Forschung zum Thema Antisemitismus bewegt sich auf einem sensiblen Gebiet: Die methodische Erfassung von antisemitischen Einstellungen und Verhaltensweisen ist mit zahlreichen Schwierigkeiten behaftet und die Ergebnisse werden schnell von unterschiedlichen Gruppierungen vereinnahmt.
In der BRD der 80er Jahre zeigten Umfragen zwar einen Rückgang antisemitischer Einstellungen im Vergleich zum Kriegsende. Ein "harter Kern" bestand jedoch weiterhin, der demografisch eher bei den Älteren und weniger Gebildeten einzuordnen ist.
Die DDR als offiziell antifaschistischer Staat führte keinerlei Studien über Antisemitismus ihrer Bürger durch. Direkt nach der Wende zeigte sich in Umfragen jedoch ein niedrigeres Ausmaß an Antisemitismus als im Westen.

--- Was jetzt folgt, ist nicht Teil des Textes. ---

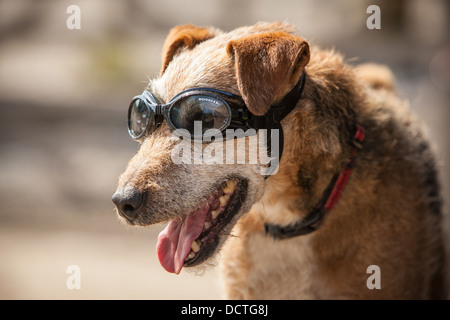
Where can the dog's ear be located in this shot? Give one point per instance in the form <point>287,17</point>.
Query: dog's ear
<point>183,36</point>
<point>268,65</point>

Mit der Wiedervereinigung lässt sich einerseits Kontinuität feststellen: Langfristig scheint weiter ein Rückgang zu bestehen. Andererseits zeigt sich eine negative Einstellungsentwicklung im Osten bei jüngeren, wenig gebildeten Männern, die oft mit Ausländerfeindlichkeit und rechtsextremen Einstellungen korreliert. Vorwiegend diese Gruppe bringt xenophobe Gewalttäter hervor. Sowohl antisemitische als auch rechtsextreme Straftaten nahmen Ende der 90er Jahre weiterhin zu.
Mögliche Ursachen dieser Entwicklung werden als Folge der Wiedervereinigung bzw. der Wende diskutiert:
Zum Verlust der sozioökonomischen Sicherheit kam die ideologische Verunsicherung vieler Ostdeutscher, eine aufgeheizte Debatte um das Asylrecht und das sich erst wieder im Aufbau befindliche Justiz- und Polizeisystem.
Zudem könnte die Wiedervereinigung katalysatorisch auf gesteigerten Nationalismus gewirkt und damit den sogenannten "Sekundären Antisemitismus" verstärkt haben.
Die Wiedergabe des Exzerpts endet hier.